While Ford admits dumping in Upper Ringwood, their lawyers insist it was legal at the time. The EPA placed Ringwood on the Federal Superfund List in the 1980s. Under EPA supervision, the site was officially "cleaned-up" by Ford and taken off the Federal Superfund List in the 1990s, but most of the toxic waste remained. In 2006, the residents of Upper Ringwood made history when their community became the first site in the country ever returned to the Superfund List. Today, the EPA admits it "missed" nearly 80% of the toxins in the original cleanup.
The film features footage of former NJ Gov. John Corzine and Lisa P. Jackson, before she became current administrator of the EPA, visiting the site. A group of leaders from the community subsequently traveled to Washington, D.C. for Jackson's swearing in, where she said, "Ramapoughs have lived on top of a Superfund site for decades. They are vivid reminders to me of how EPA can be a force for good, if it does its job well, and what can go wrong if EPA falls short." She also called them her "conscience."
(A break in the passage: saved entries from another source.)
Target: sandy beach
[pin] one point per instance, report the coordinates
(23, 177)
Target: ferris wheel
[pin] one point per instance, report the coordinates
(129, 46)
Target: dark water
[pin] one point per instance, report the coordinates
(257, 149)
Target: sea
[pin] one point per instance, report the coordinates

As the years go by, and legal costs mount, the Ramapough face tough dilemmas and must make difficult decisions as they pursue their case. What ultimately transpires is both an emotional end to a real-life, high-stakes drama, and a revealing reflection of the realities of the criminal justice system. The Ramapough's struggle is not an isolated one. Today, 74 million people in the U.S. live within four miles of a Superfund site.
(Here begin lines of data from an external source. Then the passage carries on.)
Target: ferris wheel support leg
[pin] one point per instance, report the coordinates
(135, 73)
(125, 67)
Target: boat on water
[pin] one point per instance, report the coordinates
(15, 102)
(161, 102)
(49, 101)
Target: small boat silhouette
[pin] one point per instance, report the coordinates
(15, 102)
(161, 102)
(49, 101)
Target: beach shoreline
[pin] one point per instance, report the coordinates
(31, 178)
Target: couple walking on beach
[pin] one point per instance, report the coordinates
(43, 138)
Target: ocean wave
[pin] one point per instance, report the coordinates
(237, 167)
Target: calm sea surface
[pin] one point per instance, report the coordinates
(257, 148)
Bob Spiegel, an outspoken environmental activist with Edison Wetlands, remains skeptical about Jackson's ability to challenge Ford and make sure the community gets the cleanup it deserves. Ringwood, he says, "will be her test."
Others featured in MANN v. FORD include: Jan Barry and Barbara Williams, journalists from The Record who helped to break the story with their award-winning series "Toxic Legacy"; Joe Gowers, EPA project manager for Ringwood; and John Holt, site consultant for Ford.
MANN v. FORD is directed by Maro Chermayeff and Micah Fink; executive producer, Donald Everett Axinn; producers, Maro Chermayeff, James Redford, Micah Fink; editor, Howard Sharp. For HBO: senior producer, Nancy Abraham; executive producer, Sheila Nevins.